Photo : Radio-Canada / Luc Lavigne

La route est un ballet : Véhicule en montant kilomètre 17… camion en descendant, kilomètre 42… niveleuse, en montant, kilomètre 79… VUS en descendant, kilomètre 104.... Mais pourquoi se donner tant de mal? On le comprend quand on croise pour la première fois l’un de ces poids lourds, monstres routiers, chargés à bloc d’énormes billes de bois. Le danger vient aussi des nuages de plusieurs mètres de poussière qu’ils traînent derrière, à l’origine de nombreux accidents et décès.

Ces camions sont considérés comme les véritables propriétaires de la route, comme une insulte aux Atikamekw.

J’ai fait la route avec l’artiste multidisciplinaire Jacques Newashish. Il est aux membres des Premières Nations ce que Céline Dion est aux Québécois : connu de tous et dont la réputation n’est plus à faire dans la belle province.

Entre ses films, ses écrits et ses toiles, il arrive à Jacques de prendre un arbre et d’en faire un totem. Et avant de sculpter le bout de bois, l’homme lui parle, lui explique où il l’amène, ce qu’il va en faire. Une forme de gratitude, de respect.

Alors je vous laisse imaginer sa réaction quand on a croisé, sur la route, une zone de forêt fraîchement coupée. Des centaines d’arbres, dont le seul défaut est de ne pas avoir été assez profitables pour l’industrie, laissés sur le sol que foulaient autrefois ses ancêtres. Jacques les récupérera bien, tôt ou tard, pour leur donner une seconde vie.

De grands arbres, dénudés de leurs branches et de leurs feuilles, se tenaient encore debout.
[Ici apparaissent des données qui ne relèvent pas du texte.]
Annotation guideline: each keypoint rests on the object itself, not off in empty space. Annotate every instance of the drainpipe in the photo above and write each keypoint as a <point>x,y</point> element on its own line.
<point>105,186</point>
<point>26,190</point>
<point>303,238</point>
Comme un Parisien devant les décombres de Notre-Dame de Paris, Jacques leva les yeux vers leur cime, impuissant. Une partie de son patrimoine venait de disparaître.

La route forestière 461, c’est aussi cette rencontre entre ceux qui bénissent la forêt et ceux qui l’exploitent.

L'homme avec un tronc d'arbre laissé par terr

Jacques Newashish se demande ce qu’il pourrait faire de ces arbres laissés au sol par une compagnie forestière.

Photo : Radio-Canada / Elyse Allard

En cette ère où l’on doit apprendre à ralentir et à mieux respecter la nature, les Autochtones du Canada ont certainement un grand savoir à partager. Une autre bonne raison d’emprunter cette route vers Wemotaci.